The company is named after Charles Goodyear, a merchant-turned-inventor from Philadelphia. Charles Goodyear however has absolutely no connection to the Goodyear Tire & Rubber Company headquartered in Akron, Ohio. Why then, did the company choose to bear his name?
In the 1830’s businessmen and consumers caught “rubber fever” – everyone wanted products made out of Brazil’s export: gum. Factories opened to create rubber goods, but had trouble producing quality products. The harsh summer heat would reduce rubber products to a sticky goo and cold winters made rubber products stone-hard. In 1938, Charles Goodyear found himself bankrupt and began experimenting with the gum. For years he experimented with different additives to change it’s composition but he was typically met with the same melted mess and increasing amounts of debt.
Then, one day in 1939, rumors say Goodyear took his latest form of rubber to a general store and accidentally dropped it onto a hot stove. His gum-and-sulfur paste became weathered and charred. It was at that moment Goodyear realized adding heat to his equation made the rubber weatherproof. After more experiments, Goodyear sent samples to British rubber companies but was slow to patent his product. He earned American patent number 3633 from the United States Patent Office in June of 1844. A British rubber pioneer named Thomas Hancock who received Goodyear’s samples figured out Goodyear’s process and applied for an English patent. Hancock was brought to court by other British rubber pioneers for copying Goodyear’s formula, but Hancock was found not guilty. Goodyear died in 1860 – 21 years after he discovered the “vulcanization” process. He was $200,000 in debt.

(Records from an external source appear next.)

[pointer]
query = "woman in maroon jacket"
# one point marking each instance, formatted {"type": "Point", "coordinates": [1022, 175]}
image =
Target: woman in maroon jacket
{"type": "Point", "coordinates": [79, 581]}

When the founders of the Goodyear Tire & Rubber Company opened for business in 1898, they decided to honor the true inventor of modern rubber and vulcanization by keeping his name. The company was met with immediate success as consumers bought up bicycles, carriages and horseshoe pads. What once began as a 13-person company in a straw board factory on the Little Cuyahoga River in Akron, Ohio is now a worldwide brand with annual sales of $20 billion.